21 December 2016, 00:25 CET

The days of the buy-to-let market could be over after a slump in the number of properties sold for a buy-to-let purpose. It is said that the 3 per cent increase in stamp duty on properties is to blame for the uncertain future of the market.

England and Wales have seen a drop of 63.7% since the beginning of year to November, in properties sold to buy-to-let investors and landlords. London in particular is facing the slump hard with a drop of 40%.

Houses

Stamp Duty changes hitting hard

Stamp Duty Land Tax (SDLT) is paid on properties that cost over a threshold of £125,000 and there are a series of stamp duty rates depending on the value of the property. This means if a buy-to-let property is bought for £200,000, the tax has jumped from £1,500 to an eye watering £7,500.

The increase in stamp duty by the Government has led to what some have described at the "war on landlords". So how exactly does this affect the buy-to-let market? It's been predicted that the number of prospective landlords is down by 52.9% annually, so it seems the consequences of the war on the market are pretty severe.

Britain's biggest buy-to-let landlord, Fergus Wilson, told The Guardian that he believes the days of the buy-to-let market are "numbered", due to the tax changes and tougher mortgage rules. Fergus, who has bought just under 1,000 properties during his career, warns future investors that they may not have the same financial success as he has had in the past and described that landlords are exiting the market due to the restrictive tax conditions set up by the Government.

However, it is not all doom and gloom. As long as mortgage rates stay at their current levels, Jason Harris-Cohen, Director of the Open Property Group believes that market will stay a buyer's market. In a recent interview he stated, "Historically low interest rates are supporting the property market with cheap money available. This makes buying a house attractive for homebuyers and buy to let investors too. The latter of which are chasing yields as bank interest returns are derisory".

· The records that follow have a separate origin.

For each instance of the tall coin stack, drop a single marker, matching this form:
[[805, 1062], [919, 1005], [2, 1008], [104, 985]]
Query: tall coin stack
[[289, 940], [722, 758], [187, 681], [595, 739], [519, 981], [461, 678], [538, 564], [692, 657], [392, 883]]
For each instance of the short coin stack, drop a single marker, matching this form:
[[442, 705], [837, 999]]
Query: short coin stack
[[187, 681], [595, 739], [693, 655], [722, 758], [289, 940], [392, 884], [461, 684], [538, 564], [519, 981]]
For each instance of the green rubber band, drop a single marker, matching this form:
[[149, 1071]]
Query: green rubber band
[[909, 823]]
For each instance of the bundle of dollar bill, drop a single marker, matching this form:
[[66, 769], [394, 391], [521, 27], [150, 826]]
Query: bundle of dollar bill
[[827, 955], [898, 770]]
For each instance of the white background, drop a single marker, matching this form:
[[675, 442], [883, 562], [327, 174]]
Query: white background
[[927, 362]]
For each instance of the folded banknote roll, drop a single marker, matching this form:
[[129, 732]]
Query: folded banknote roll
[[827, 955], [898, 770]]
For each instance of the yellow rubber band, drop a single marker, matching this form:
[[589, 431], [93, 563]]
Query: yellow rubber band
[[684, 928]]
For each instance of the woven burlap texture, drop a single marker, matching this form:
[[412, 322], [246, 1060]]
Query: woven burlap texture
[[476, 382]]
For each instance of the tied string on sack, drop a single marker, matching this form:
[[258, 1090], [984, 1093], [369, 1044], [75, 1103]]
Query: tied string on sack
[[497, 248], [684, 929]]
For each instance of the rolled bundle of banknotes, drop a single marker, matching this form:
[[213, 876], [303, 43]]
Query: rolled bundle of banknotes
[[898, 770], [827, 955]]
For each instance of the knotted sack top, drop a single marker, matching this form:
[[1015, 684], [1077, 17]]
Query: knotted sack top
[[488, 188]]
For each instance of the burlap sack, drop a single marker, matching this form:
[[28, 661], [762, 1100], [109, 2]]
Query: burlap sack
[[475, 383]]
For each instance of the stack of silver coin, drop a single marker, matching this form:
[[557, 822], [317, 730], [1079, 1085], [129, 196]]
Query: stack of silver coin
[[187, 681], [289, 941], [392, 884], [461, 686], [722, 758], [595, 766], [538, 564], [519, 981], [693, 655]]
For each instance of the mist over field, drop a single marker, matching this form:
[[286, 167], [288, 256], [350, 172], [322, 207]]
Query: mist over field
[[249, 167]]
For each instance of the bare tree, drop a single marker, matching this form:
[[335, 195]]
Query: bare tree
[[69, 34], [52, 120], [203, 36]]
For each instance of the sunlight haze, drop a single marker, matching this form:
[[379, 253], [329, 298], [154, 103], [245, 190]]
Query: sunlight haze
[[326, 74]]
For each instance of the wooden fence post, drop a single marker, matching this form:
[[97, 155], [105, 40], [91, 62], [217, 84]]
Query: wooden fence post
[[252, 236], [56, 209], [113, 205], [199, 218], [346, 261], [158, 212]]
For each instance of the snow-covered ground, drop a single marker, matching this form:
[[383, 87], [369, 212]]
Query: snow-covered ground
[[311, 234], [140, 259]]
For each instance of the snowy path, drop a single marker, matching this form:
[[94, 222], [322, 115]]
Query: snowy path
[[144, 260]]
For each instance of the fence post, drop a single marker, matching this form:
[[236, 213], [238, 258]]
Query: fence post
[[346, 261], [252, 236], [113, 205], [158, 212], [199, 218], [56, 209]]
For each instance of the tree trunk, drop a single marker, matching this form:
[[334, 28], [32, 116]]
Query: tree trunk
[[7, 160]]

The Perennial need for Buy to Let Properties

The need for buy-to-let properties will somewhat always be there as long as the housing shortage is still an issue. There's a constant need for properties to let as overcrowded families search for bigger homes and students look for a place to call home whilst studying. However for individual investors and landlords, are these needs worth the hike in stamp duty?

Some are saying no as a quarter of buy-to-let investors have reportedly already sold, or plan to sell, their properties in a bid to keep as much profit as possible. Many landlords are now left worrying about their investments, many of whom intended to use their properties as investments for their pensions.

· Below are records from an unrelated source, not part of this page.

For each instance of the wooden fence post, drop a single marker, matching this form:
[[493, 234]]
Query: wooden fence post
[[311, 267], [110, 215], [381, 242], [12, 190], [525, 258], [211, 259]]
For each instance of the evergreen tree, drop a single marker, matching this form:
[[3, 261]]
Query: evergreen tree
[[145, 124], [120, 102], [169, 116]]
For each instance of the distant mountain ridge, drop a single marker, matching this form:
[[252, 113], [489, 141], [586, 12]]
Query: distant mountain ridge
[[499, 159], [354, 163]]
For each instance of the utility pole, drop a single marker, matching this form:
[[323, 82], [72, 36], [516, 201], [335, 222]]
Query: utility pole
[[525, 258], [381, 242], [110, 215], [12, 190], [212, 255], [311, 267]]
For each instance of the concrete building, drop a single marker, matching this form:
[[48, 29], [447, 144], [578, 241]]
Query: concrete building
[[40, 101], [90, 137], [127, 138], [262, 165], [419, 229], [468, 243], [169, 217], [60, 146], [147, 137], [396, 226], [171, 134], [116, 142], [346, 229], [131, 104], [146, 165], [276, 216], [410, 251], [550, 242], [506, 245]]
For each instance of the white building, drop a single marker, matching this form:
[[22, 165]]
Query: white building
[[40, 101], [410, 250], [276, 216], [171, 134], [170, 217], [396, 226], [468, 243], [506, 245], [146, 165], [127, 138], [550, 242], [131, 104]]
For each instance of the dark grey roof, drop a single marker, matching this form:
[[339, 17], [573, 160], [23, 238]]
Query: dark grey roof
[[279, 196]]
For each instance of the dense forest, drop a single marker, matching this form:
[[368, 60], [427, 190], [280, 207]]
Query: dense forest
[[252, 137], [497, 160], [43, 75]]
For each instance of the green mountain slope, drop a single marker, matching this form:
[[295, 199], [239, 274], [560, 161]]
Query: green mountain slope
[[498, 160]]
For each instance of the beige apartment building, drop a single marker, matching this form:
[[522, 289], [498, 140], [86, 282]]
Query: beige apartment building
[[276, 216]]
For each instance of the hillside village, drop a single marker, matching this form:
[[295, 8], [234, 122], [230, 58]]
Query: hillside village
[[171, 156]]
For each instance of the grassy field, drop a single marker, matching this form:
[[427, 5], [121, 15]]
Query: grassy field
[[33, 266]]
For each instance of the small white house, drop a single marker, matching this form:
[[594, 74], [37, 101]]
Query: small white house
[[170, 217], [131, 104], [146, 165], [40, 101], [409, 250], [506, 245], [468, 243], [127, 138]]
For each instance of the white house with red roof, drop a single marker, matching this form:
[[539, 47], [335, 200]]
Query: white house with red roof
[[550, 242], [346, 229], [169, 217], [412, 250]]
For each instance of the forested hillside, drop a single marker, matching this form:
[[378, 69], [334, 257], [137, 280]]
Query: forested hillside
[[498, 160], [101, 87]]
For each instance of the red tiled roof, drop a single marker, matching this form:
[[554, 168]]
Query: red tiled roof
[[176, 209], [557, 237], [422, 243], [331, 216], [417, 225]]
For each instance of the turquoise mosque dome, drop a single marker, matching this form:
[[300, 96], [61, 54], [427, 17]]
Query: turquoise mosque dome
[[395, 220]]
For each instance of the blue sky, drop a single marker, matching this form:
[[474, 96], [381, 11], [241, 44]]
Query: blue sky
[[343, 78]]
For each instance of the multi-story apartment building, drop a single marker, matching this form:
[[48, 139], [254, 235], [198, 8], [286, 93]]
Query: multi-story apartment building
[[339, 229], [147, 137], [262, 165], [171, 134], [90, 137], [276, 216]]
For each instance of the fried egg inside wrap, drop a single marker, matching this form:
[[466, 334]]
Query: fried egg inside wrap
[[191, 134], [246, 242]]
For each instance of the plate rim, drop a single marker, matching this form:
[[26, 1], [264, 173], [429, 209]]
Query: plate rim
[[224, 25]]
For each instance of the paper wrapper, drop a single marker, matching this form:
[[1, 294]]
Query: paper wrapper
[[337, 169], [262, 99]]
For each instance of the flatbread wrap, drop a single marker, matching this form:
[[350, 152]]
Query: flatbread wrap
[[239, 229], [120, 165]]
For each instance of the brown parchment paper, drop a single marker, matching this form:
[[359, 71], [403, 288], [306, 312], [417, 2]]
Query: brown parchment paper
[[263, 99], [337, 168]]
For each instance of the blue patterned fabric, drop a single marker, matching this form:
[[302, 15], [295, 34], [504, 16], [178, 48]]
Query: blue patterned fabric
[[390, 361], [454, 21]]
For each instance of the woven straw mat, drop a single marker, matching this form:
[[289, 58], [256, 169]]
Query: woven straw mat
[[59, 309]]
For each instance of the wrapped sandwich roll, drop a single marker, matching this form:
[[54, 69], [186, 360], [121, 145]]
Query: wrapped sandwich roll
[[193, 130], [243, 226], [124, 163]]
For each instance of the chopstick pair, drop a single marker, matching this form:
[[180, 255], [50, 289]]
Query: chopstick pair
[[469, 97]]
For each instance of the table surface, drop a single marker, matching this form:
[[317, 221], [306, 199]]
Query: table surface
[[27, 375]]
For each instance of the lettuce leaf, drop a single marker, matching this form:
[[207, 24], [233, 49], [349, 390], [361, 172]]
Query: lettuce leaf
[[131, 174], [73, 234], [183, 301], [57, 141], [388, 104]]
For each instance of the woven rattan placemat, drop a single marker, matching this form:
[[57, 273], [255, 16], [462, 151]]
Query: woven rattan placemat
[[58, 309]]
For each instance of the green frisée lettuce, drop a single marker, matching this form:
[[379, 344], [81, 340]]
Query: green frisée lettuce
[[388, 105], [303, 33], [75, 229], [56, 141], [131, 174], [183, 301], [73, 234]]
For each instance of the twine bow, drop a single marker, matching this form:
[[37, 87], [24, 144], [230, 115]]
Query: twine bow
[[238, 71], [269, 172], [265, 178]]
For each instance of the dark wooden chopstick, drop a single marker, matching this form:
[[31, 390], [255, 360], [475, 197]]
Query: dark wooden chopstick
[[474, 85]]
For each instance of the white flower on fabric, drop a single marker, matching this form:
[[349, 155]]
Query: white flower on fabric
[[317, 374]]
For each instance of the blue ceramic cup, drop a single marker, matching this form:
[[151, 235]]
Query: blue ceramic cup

Tenants could also face the consequences of the increase as many are being warned of a potential increase in their rent. Some landlords plan to increase the rent on their properties in order to scramble back some of their profit, as now it is the case that if mortgage rates rise, but rent rates do not, landlords will be quickly left out of pocket.

A study, conducted by Residential Landlords' Association, found that a staggering 56% of landlords will increase rent prices to cope with the dramatic tax changes. So the tax hike is not only harming landlord's profits but is also having a knock on effect to their customers too.

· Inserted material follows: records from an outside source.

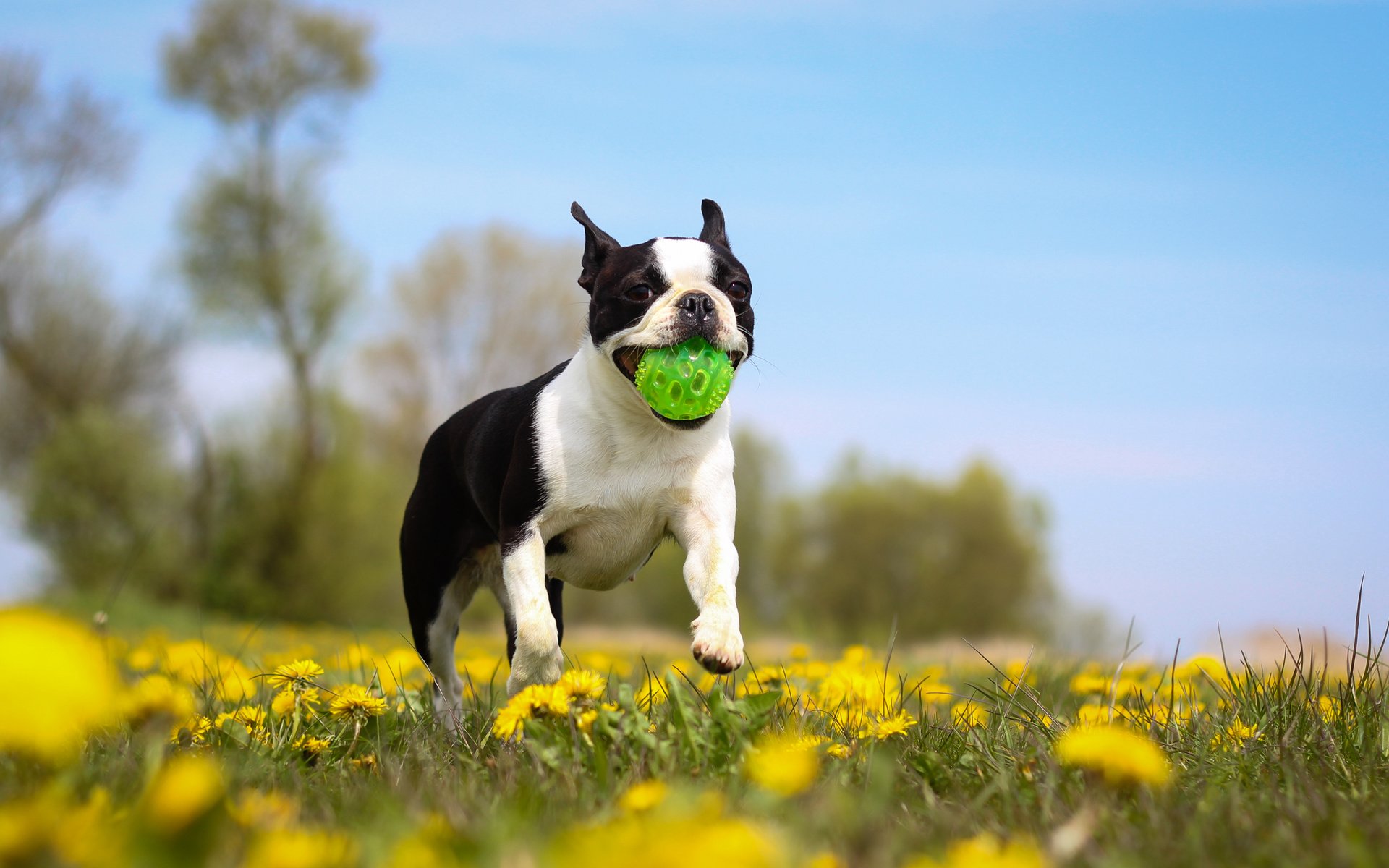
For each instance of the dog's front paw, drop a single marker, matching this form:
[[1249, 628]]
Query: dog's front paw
[[717, 646], [535, 668]]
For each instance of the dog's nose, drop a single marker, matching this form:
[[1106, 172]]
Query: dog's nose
[[699, 306]]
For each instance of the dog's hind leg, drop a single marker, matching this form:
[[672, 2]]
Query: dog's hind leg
[[553, 590], [438, 581]]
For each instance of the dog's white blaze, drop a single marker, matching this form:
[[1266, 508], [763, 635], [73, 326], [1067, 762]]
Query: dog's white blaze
[[689, 267], [684, 260]]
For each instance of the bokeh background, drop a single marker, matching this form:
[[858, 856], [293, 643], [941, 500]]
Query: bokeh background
[[1069, 312]]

However, the tax changes are not affecting limited companies, so many landlords are now setting themselves up as buy-to-let limited companies. In the first nine months of 2016, a total of 100,000 limited company mortgages were issued to landlords, which is a positive indication that the buy-to-let market could still survive the shock of the tax increase.

Time is needed to be able to clearly see if the tax hike has had a lasting impact on the market. The predictions made by experts are, realistically only predictions. A study conducted by crowdfunding Platform Property Partner reported a 6.8% increase in new rental listings in the UK in November, compared with October.

The study also found that Bristol has seen a 162.7% rise of buy-to-let properties going on the market in November alone, so it's evident the market is currently in an uncertain situation. We will have to wait and see what the new year brings.